Merging ARPA lms
Hi, could you please tell me, can I merge a few large lms in ARPA format using KenLM? I looked through existing issues, but couldn't find an answer:
- In #146 you said it can be done, but options for interpolate say "which must be in KenLM intermediate format". I tried to use it on ARPA or binary formats from build_binary, but they fail reading a file with ".kenlm_intermediate" extension, and I can't see any way to pass ARPA lms from the code.
- And in #62 you said that you were going to kill off the intermediate format, but that was 2 years ago.
So could you please clarify it? I haven't found any other good tool for automatic log-linear merge weights fitting on a corpus. Thank you for your project!
Interpolation was developed around the time neural networks took over, so it has rough edges. So currently the interpolation tool only knows how to take intermediate format and there isn't an ARPA->intermediate tool but one could make one.

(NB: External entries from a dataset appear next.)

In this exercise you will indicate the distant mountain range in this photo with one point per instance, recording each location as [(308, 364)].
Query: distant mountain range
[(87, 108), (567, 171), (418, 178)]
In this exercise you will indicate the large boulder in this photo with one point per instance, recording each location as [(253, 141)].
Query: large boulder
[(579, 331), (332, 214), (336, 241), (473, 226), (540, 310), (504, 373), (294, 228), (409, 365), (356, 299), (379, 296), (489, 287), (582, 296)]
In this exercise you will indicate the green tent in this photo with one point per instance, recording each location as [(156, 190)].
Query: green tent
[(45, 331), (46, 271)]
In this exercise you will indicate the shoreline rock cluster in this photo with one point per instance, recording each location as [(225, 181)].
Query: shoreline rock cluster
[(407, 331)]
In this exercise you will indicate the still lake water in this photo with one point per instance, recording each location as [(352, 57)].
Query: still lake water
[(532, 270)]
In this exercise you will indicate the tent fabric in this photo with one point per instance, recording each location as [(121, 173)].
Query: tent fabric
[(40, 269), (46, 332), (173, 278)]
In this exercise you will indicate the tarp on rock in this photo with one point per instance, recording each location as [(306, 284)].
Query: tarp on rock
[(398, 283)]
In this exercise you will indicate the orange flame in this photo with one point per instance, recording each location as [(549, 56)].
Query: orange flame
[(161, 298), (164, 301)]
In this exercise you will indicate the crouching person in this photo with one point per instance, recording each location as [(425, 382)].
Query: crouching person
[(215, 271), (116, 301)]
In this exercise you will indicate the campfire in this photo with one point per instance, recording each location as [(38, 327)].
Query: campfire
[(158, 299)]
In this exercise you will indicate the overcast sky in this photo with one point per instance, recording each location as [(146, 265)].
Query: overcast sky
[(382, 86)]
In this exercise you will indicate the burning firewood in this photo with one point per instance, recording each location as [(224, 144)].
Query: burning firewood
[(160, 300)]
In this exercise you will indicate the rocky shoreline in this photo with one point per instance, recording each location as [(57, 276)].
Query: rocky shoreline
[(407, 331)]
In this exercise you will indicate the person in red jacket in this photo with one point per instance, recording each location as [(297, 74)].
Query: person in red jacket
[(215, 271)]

The intermediate format is relatively simple. Separate files for each order containing records for n-grams. Each record is an array of 32-bit vocab ids, 32-bit float log10 probability, and 32-bit float log10 backoff (except highest order doesn't have backoff). Files are sorted in suffix order. Unknown must be id 0. And a small piece of metadata about order that you can see in the examples generated by lmplz. Vocabulary is a separate file with strings in order null-delimited.
Did somebody looked into it and implemented such a tool? I am also very much interested in interpolating with an existing ARPA LM.
Is there a tool for converting .arpa file to intermediate file that you suggest?